A North Myrtle Beach man will be at the Charlotte Convention Center Friday to flash a talent he expresses through his creations: playing the flute.
Paul Wilson said he received an invitation three weeks ago to audition for producers of NBC-TV’s “America’s Got Talent,” the seventh season of which will air this summer.
“They called me back last Friday to make sure I was still going,” Wilson said Wednesday.
Sharing his American Indian heritage, Wilson voiced his hopes of forging a path to perform on the show, which he and wife Virginia Wilson watch every season, a summertime series.
“I’ll be the first Native American flute player they’ve had,” he said.
Wilson figured that a couple of web videos he posted, showing his musical skills on a Native American flute, had caught the attention of show producers.
“I had put a couple of things on YouTube,” he said, “to try to increase my business. ... That’s how they found me.”

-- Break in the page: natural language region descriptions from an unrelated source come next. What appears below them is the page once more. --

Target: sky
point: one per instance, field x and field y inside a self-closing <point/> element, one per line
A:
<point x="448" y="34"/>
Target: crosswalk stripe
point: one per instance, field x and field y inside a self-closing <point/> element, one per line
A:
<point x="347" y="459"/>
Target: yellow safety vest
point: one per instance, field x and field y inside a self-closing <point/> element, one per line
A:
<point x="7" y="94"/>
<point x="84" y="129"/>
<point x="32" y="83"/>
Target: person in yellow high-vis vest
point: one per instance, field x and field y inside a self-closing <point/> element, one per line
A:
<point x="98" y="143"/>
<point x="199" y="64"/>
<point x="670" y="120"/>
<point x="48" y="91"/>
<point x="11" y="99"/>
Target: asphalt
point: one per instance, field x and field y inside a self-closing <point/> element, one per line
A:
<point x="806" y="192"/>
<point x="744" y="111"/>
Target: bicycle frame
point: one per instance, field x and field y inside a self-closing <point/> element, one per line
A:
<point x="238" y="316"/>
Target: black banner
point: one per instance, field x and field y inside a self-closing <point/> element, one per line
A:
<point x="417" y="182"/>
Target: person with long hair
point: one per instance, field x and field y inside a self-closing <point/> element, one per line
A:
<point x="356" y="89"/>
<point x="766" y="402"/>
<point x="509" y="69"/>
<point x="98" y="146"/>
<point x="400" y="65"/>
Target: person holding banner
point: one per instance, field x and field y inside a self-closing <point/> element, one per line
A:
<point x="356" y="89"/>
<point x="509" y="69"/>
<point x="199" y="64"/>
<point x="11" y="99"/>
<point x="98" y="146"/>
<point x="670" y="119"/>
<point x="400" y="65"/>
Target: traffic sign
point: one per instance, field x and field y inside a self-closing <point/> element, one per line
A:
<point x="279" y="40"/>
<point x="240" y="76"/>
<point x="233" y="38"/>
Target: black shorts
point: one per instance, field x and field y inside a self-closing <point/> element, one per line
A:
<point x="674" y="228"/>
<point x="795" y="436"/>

Wilson makes all his own instruments for sale through his family store, Golden Hawk Trading, 210 22nd Ave. N., North Myrtle Beach (www.goldenhawknativeflutes.com).
‘Going through the roof’
While growing up in Lake Waccamaw, N.C., he was first exposed to “Native American flutes” when he was 5 or 6 years old, and he starting carving them 15 years ago. He said as recently as eight to 10 years ago, he knew of only “a handful of Native American flute makers like myself,” but the instrument’s popularity continues “going through the roof.”
On average, he said crafting a flute takes a day and a half, and on the wood on top of the instrument, he carves designs such as wolves, bears, eagles and pretty much anything you want.”
“I have been into hand carving for so long that I could do a wolf in 10 minutes right there as you watch,” he said.
Special orders stream in, and every flute he builds is tuned to a certain key, Wilson said.
“Probably 60 percent of our sales are overseas,” Wilson said, enumerating the United Kingdom and Australia as popular destinations. ”We have flutes in probably every corner of the world.”
Wilson practices his chops on flutes every day.
“It works your lungs and your breathing,” he said.
Wilson said “Amazing Grace” and “Taps” remain popular numbers to play.
“I play a lot of old, traditional Native American songs,” he said. “I do some contemporary songs, too, so the public can see their use in various types of music.”
Flutes play parts in multiple music genres, such as jazz by the late Herbie Mann, as well as Men At Work’s “Down Under,” the late Phyllis Hyman’s “You Know How to Love Me,” and Walt Parazaider’s solo in the final minute of Chicago’s “Colour My World.”
Wilson said this winter, he wants to start swinging by schools, nursing homes and other community sites to give demonstrations of his instrument.
“The kids,” the father of two grown daughters said, “they really seem to appreciate it.”
Wilson said he planned to take four flutes for the “America’s Got Talent” tryout, “because I got to have a backup.”